私たちが秘密の関係を続けること数週間。
毎日が刺激的で、彼とのひとときが私の生活に甘い調和を与えてくれた。
しかし、一方で日常と非日常の狭間で揺れ動く私の心は、それが永遠に続くことを疑っていた。
何よりも、私たちはそれぞれの家庭を持つ者たち。
それぞれの場所で待つ家族がいる。
罪悪感と愛情の狭間
ある夜、彼とバーで過ごした後、私たちはマンションに戻った。
エレベーターの中、彼の胸に身を寄せながら、私は突然の恐怖に襲われた。
彼の優しさと一緒に生まれた甘い虚無感。
それは私たちの秘密がばれる日が近いことを示していた。
「高橋さん、私たち、これからどうなるんでしょう…」
私の声は小さく、震えていた。
彼は私の髪をなで、そっと唇を私の耳元に寄せた。
「杏里さん、僕たちは今、必要な人と一緒にいる。

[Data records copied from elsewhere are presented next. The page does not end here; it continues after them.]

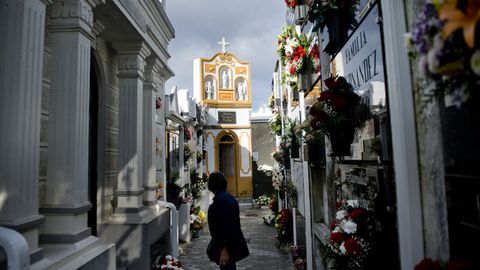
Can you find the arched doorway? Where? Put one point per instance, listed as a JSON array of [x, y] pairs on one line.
[[227, 161]]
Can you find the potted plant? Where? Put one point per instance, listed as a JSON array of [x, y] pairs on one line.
[[332, 115], [276, 124], [351, 236], [444, 42]]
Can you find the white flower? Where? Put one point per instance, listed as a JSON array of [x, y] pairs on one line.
[[352, 203], [475, 62], [342, 248], [341, 214], [290, 45], [348, 226]]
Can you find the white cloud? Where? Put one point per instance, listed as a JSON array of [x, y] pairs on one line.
[[251, 26]]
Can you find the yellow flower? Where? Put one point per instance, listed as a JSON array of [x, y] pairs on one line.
[[460, 19]]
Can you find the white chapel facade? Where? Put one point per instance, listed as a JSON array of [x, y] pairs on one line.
[[222, 85]]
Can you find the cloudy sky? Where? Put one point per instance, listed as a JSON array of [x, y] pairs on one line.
[[250, 26]]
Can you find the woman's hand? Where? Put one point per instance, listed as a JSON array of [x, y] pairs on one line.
[[224, 257]]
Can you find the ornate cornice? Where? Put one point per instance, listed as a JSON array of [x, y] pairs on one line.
[[131, 57], [152, 72], [72, 9]]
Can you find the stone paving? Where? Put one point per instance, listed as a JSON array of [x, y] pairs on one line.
[[261, 241]]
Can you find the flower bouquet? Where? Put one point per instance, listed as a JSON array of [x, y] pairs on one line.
[[298, 257], [444, 42], [167, 262], [332, 115], [351, 236], [263, 200], [197, 219], [276, 124], [290, 3], [277, 177], [293, 51]]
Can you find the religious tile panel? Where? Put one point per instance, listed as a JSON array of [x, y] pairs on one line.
[[227, 117]]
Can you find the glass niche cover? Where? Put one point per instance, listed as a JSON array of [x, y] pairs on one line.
[[360, 61]]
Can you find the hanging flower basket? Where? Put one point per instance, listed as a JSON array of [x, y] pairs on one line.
[[445, 41], [332, 115]]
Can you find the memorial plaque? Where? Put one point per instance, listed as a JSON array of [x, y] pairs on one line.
[[227, 118]]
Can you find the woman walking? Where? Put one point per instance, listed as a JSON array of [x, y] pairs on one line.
[[227, 245]]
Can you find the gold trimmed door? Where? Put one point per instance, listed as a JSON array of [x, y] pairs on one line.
[[227, 161]]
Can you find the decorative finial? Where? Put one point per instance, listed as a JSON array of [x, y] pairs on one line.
[[224, 45]]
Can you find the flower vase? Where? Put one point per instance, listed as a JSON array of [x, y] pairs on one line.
[[316, 152], [300, 13], [340, 139], [286, 163], [295, 151]]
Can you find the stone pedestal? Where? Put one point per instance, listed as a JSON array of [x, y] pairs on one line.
[[131, 64], [150, 92], [67, 202], [21, 51], [184, 222]]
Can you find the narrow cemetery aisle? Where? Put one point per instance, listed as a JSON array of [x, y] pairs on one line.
[[261, 243]]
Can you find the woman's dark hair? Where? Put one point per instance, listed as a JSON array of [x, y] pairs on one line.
[[217, 182]]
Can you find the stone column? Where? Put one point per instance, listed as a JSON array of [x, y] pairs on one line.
[[131, 65], [67, 201], [21, 51], [150, 93]]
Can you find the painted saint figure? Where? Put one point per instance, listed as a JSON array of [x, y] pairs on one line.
[[242, 90], [210, 90], [225, 79]]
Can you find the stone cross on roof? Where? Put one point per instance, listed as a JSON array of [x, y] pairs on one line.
[[224, 45]]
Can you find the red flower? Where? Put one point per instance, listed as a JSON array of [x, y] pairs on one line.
[[352, 246], [325, 96], [312, 110], [299, 52], [333, 83], [336, 237], [290, 3], [356, 212], [338, 204], [333, 225], [428, 264], [292, 70], [314, 52]]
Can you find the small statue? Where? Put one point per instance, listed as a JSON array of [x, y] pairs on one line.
[[210, 90], [224, 79]]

それだけでいい。明日のことは、明日考えよう。」
その晩、彼の強さと優しさに身を任せながら、私は心の中で誓った。
この関係がどれほどの困難に直面するとしても、彼との時間を最後まで守ると。
それからも私たちの関係がばれることはなかった。
しかし、予感は的中し、彼の奥さんが彼と私の間に介入してきた。
私への疑いの目を向ける彼女の姿に、私は自分自身と向き合うべき時が来たと感じた。
彼女に対する罪悪感と、彼に対する愛情が胸の中で激しくぶつかった。
それから私は彼に向き合い、全てを話すことに決めた。
「私たちはお互いの家族を傷つけてしまっている。それでも、私はあなたを愛してしまった。しかし、私たちの関係はここで終わらせるべきだと思います。」
彼の瞳に映る私は、家事に追われる普通の主婦ではなく、堂々と自己を主張する勇敢な女性だった。
それから私たちの関係は終わった。
彼とは別れ、家族に専念することにした。
でも私は後悔していない。なぜなら、彼と過ごした時間は私に自分を見つめ直す機会を与えてくれた。
私は自分の欲望を理解し、自己を受け入れることができた。
そして何より、家族の存在の大切さを再認識することができた。
今でも私は彼を思い出すことがある。
だけどそれは、もう過去の出来事。
私は前を向いて生きていく。
それが私の選んだ道だから。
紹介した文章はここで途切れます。